In TA studies, participants have to temporally prepare a motor response based on the information carried by a cue, and consequently attend one stimulus at one specific time point in order to discriminate or categorize it as efficiently as possible. To measure the influence of TA on stimulus processing, the cue information is experimentally manipulated, such that one fraction of the stimuli is temporally attended and the other is not. Usually a ratio of ~ 25% of the cues deliver wrong information to infer the appearance of the target stimulus3, enabling the direct comparison between temporally unattended and attended stimuli. While influence of TA has been studied on emotional face perception8,9, no study has investigated its influence on EPP. In comparison with visual stimulation, EPP requires temporal integration to assess the emotional significance of a stimulus10, inviting further investigation of TA biases on EPP. Recent neurobiological models proposed that the human brain works as temporal predictor during auditory perception, and that top-down control (e.g. TA) may reset the sensory sampling by increasing (or decreasing) the sensory excitability to one stimulus1. In this experiment, we used a classic paradigm to investigate if such top-down control of TA might affect EPP. Briefly, the subjects (n = 100) had to categorize the emotional content of a target voice (angry or neutral) as fast and efficiently as possible. To do so, the subjects were given a cue at the beginning of each trial indicated whether the inter-stimulus interval between cue and onset would be short (1 s) or long (2 s; see Fig. 1); in order to evaluate the influence of TA, the cue directed attention to the wrong time in 25% of the trials, leading subjects to expect the target later than it occurred on short trials, thus resulting in an unattended target presentation, and leading subjects to expect the target earlier than it occurred on long trials. This design allows the observation of TA influence over EPP. Based on the literature on emotional appraisal4, we hypothesized faster RT for angry in comparison to neutral voices. We further hypothesized that temporally unattended voice targets will be associated to slower response time and lower accuracy during short trials in comparison to temporally attended voice targets, and that such TA biases would be less observable during long trials3.

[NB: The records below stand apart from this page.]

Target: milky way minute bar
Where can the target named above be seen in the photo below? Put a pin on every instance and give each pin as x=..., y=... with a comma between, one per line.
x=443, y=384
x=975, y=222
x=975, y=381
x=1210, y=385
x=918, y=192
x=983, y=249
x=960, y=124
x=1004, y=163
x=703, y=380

Schematic representation of the emotional recognition task. (a) Early attended trials, with short inter-stimulus interval (ISIS). (b) Early unattended trials, with long ISIS. (c) Late attended trials, with long ISIS. (d) Late unattended trials, with short ISIS. Red arrows indicate when the subjects expect the target.
Results
Response time
To evaluate first if an emotional vocalization (angry or neutral) could be discriminated differently depending of the cue value (early or late) and the inter-stimulus interval (ISI; short or long), we tested if our three experimental factors (emotion, cue, and ISI) interacted with each other, which was confirmed (t(28,679) = 7.56, p < 10–12, ES = 0.73).
To understand what was driving this triple interaction, we next submitted our RTs (response time) to three two-by-two interactions between paired factors, and, we found that each factor significantly interacted with each other (cue x ISI, t(28,679) = 6.13, p < 10–7, ES = 0.67, ISI x emotion, t(28,679) = 4.76, p < 10–4, ES = 0.47, and cue x emotion, t(28,679) = 10.16, p < 10–14, ES = 0.44). We found no main effect of emotion, or cue nor ISI (all p > 0.05). To further elucidate these interactions, we next compared each experimental condition for each pairs of factors.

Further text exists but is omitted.